At the state level, the BJP has been criticised for its missteps in dealing with the Trinamool government. Chief Minister Mamata Banerjee, notwithstanding allegations that she turned a blind eye to the attacks on BJP workers, took decisive steps like accepting the Pradhan Mantri Kisan Samman Nidhi scheme (which she had blocked for the past five years) and sent the names of 65 lakh beneficiaries to Delhi. Within 48 hours, the Centre sent the money to farmers’ accounts. However, instead of showing support, BJP state president Dilip Ghosh asked Modi to suspend the transfer as the money, he alleged, was being deposited into Trinamool leaders’ accounts.

Ghosh faced backlash on social media, with Trinamool leaders accusing the BJP of playing “dirty” politics. “They are unable to accept the defeat, and are indulging in bad politics,” said Trinamool leader Kalyan Banerjee.

Ghosh was unavailable for comment, but BJP state vice president Biswapriya Roychowdhury said he had taken up the matter with the former. “Dilip da said he never asked the Centre to stop giving money to farmers,” he said. “He said the Centre should not trust the state government’s list. It is full of beneficiaries who are not at all farmers or are big farmers. The same was done in the case of cyclone (Amphan) victims.”

Bose, however, said the people of Bengal did not buy the argument that the Centre needed the state’s nod to help people. “When Aadhaar cards have been made universal, the Centre can deposit whatever amount it can into the accounts of people. Why is a friendly state government needed for this?” he said.

The BJP was also criticised for the apparent reprieve its leaders got in the Narada bribery case. The CBI recently arrested four Trinamool leaders—Subrata Mukherjee, Firhad Hakim, Madan Mitra and Sovan Chatterjee—but did not go after Trinamool turncoats Mukul Roy and Suvendu Adhikari, who were also accused in the case, with the same vigour.

“[This] has given ammo to Mamata,” said Bose. “She is getting away with ruthless atrocities on BJP workers just because we have made mistakes that have allowed her to gain sympathy. We have played into her hands.”

He said he was miffed with some leaders and Central ministers for painting the post-poll violence with a communal brush. “It was merely political violence,” he said.

The political violence has reportedly rendered thousands of BJP workers homeless. Based on the report by a Union home ministry team that travelled across the state, the ministry has not yet pulled out 105 companies of Central forces deployed for election security. The legality of their extended deployment is now being debated. “Law and order being a state subject, the Central forces can only supplement the state forces,” said an IPS officer who did not want to be named. “The state police can use such forces only during internal disturbance. We do not think there is any such disturbance.”

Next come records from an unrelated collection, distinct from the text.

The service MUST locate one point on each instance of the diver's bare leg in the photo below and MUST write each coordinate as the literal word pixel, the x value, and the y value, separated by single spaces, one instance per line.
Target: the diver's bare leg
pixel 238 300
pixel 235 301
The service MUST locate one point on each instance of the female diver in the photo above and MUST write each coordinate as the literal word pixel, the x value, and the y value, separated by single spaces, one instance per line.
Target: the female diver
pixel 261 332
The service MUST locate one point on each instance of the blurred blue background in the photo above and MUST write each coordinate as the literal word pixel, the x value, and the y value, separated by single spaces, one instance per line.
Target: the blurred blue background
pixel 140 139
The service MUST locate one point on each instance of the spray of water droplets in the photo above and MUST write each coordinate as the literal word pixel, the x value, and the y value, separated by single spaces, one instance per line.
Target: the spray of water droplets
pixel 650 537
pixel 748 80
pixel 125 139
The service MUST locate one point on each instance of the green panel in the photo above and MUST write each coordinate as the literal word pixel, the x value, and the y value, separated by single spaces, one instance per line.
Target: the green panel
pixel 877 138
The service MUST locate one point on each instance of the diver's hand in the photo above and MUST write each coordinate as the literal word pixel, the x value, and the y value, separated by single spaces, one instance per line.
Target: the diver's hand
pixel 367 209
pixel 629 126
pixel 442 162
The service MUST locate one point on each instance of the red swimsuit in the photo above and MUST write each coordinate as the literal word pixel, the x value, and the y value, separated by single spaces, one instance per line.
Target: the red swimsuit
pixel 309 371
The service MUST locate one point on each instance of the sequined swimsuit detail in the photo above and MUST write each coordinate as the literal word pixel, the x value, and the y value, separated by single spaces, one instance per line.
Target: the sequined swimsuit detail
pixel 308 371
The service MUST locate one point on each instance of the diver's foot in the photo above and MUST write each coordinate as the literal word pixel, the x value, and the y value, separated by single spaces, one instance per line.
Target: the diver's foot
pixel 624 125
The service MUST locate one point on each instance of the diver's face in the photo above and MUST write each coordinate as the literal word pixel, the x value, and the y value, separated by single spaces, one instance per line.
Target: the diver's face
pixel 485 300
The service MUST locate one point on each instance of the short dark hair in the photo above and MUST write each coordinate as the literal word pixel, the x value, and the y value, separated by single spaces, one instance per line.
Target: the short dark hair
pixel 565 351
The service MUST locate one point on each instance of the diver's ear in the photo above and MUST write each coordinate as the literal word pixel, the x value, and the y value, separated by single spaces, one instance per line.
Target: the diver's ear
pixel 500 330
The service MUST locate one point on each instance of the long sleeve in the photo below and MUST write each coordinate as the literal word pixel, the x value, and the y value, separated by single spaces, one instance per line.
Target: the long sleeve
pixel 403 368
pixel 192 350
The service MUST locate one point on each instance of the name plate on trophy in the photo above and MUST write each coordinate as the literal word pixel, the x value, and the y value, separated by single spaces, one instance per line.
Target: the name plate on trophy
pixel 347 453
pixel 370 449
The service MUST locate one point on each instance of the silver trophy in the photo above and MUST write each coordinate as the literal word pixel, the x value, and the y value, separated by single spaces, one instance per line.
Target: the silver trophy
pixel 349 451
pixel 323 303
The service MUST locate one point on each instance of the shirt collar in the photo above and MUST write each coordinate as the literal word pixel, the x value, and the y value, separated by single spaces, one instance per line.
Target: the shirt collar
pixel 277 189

The Centre can have a say in law and order only if it applies Article 355 of the Constitution, said the officer. The Union home ministry has said that the forces would be in the state till the pandemic is over. Many have questioned what the pandemic has to do with law and order.

Sources said that Dhankhar had also sent a report to the Centre and the president, inviting criticism from the Trinamool for his “political” intervention.

At the party level, Adhikari, the leader of the opposition in the West Bengal assembly, has been asked to bring back the party workers displaced by the violence. “He is coordinating with district magistrates along with 75 of our MLAs,” said Roychowdhury. After the party workers return, the BJP would press for punishment for those who attacked its cadres. The state BJP apparently feels that it has to use such promises to hold on to its workers.

Several Trinamool defectors, including former MLAs Sonali Guha and Sarala Murmu, have already shown interest in returning to the fold. The BJP has said that while some leaders could return to the Trinamool, it would retain the cadres at any cost.

Several voices in the Trinamool, however, have objected to the possible inclusion of these leaders. “Such people should not be taken back. We have told Mamata this,” said a senior TMC leader.

However, Mamata could take them back after a cooling-off period. Many defectors, said sources, are in constant touch with her.